Il s’agit d’un village construit par l’Etat dans le cadre de la révolution agraire vers la fin des années 70, constitué de maisonnettes qu’on avait attribuées finalement à des familles confrontées à des problèmes de logement. Un réseau d’assainissement a été mis en place, cependant on a choisi la facilité, sans en mesurer les conséquences, quant à l’évacuation des eaux usées en déversant celles-ci directement sur les terres agricoles privées se trouvant à l’aval de l’agglomération en question.

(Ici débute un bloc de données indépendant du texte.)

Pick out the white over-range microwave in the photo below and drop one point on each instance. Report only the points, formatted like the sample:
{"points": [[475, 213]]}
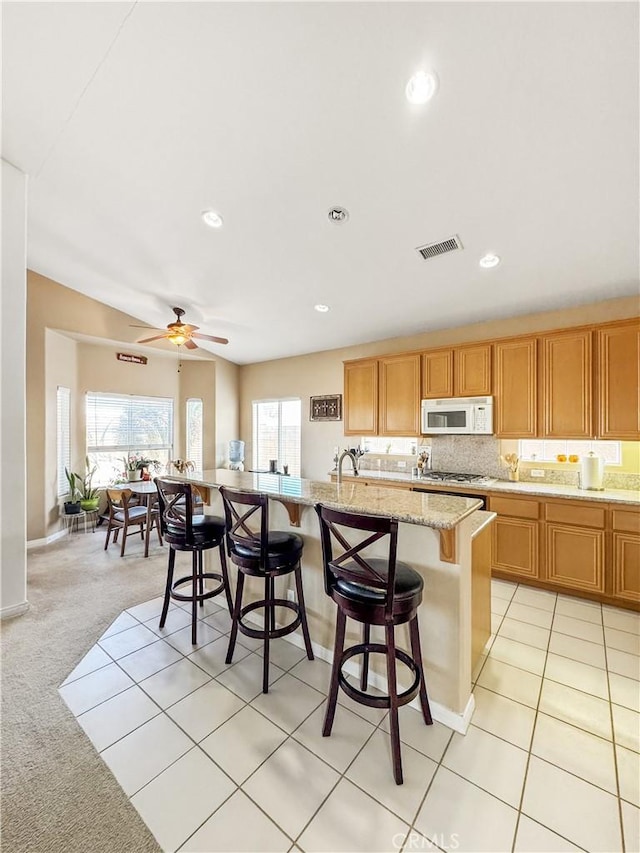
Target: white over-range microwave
{"points": [[458, 416]]}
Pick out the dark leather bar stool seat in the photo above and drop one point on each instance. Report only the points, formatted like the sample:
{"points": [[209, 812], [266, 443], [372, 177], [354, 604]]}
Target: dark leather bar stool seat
{"points": [[184, 531], [373, 591], [266, 554]]}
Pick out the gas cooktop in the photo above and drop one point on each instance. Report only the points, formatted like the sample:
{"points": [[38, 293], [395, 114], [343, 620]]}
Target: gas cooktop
{"points": [[447, 476]]}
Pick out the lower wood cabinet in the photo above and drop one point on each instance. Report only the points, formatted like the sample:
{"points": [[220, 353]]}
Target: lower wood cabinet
{"points": [[577, 547], [626, 555]]}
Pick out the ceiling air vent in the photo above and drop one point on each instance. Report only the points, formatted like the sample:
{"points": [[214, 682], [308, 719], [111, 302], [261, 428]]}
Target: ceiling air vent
{"points": [[441, 248]]}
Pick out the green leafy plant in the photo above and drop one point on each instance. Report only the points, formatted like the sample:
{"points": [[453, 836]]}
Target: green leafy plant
{"points": [[85, 488]]}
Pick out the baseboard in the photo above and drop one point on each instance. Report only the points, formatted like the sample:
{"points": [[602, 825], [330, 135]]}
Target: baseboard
{"points": [[14, 610], [451, 719], [38, 543]]}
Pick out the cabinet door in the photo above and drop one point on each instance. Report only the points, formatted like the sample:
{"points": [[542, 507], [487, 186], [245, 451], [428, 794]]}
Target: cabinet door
{"points": [[618, 375], [515, 546], [437, 374], [400, 395], [626, 566], [472, 371], [515, 388], [575, 557], [566, 385], [361, 397]]}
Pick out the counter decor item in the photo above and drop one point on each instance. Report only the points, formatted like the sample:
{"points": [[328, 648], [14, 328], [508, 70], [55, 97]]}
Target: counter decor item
{"points": [[512, 462], [591, 474]]}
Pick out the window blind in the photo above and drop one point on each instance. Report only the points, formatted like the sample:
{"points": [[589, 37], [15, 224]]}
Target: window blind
{"points": [[195, 427], [63, 437], [276, 434]]}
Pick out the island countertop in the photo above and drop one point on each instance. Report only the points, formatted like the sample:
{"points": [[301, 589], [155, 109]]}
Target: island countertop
{"points": [[442, 512]]}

Malgré toutes les démarches et les signalements effectués par les propriétaires de ces terrains, les autorités concernées font la sourde oreille durant toutes ces années. Ces dernières ignoraient-elles les conséquences néfastes des eaux usées sur l’environnement et la santé publique ? Elles contiennent des bactéries, des métaux lourds et des toxines pouvant polluer les sols, les cours d’eau et les eaux souterraines. Ce qui aura un impact désastreux sur la faune et la flore ainsi que sur la santé des habitants. Les eaux en question finissent leur course dans un affluent alimentant la nappe phréatique du Sébaou. Pour être à la page des défis environnementaux et protéger la terre nourricière, nos autorités doivent être réactives devant ce genre de situation. Le temps ne joue pas en notre faveur, derrière la procrastination se cache un danger imminent. J’espère que les services concernés de : la commune d’Iloula et celle d’Ifigha, la daïra de Bouzeguène ainsi que la wilaya de Tizi Ouzou, se concertent afin de trouver une solution à ce problème dans les plus brefs délais. Une citation anonyme qu’on voulait attribuer à Hubert Reeves disait : « L’Homme est l’espèce la plus insensée, il vénère un Dieu invisible et massacre une nature visible. Sans savoir que cette nature qu’il massacre est ce Dieu invisible qu’il vénère. En effet, les trois religions monothéistes s’accordent sur l’omniprésence divine : Dieu est partout. En détruisant la nature, l’Homme est en train de commettre le plus grand péché. En agissant de la sorte, il scie la branche sur laquelle il est assis et lèguera à ses enfants un enfer invivable.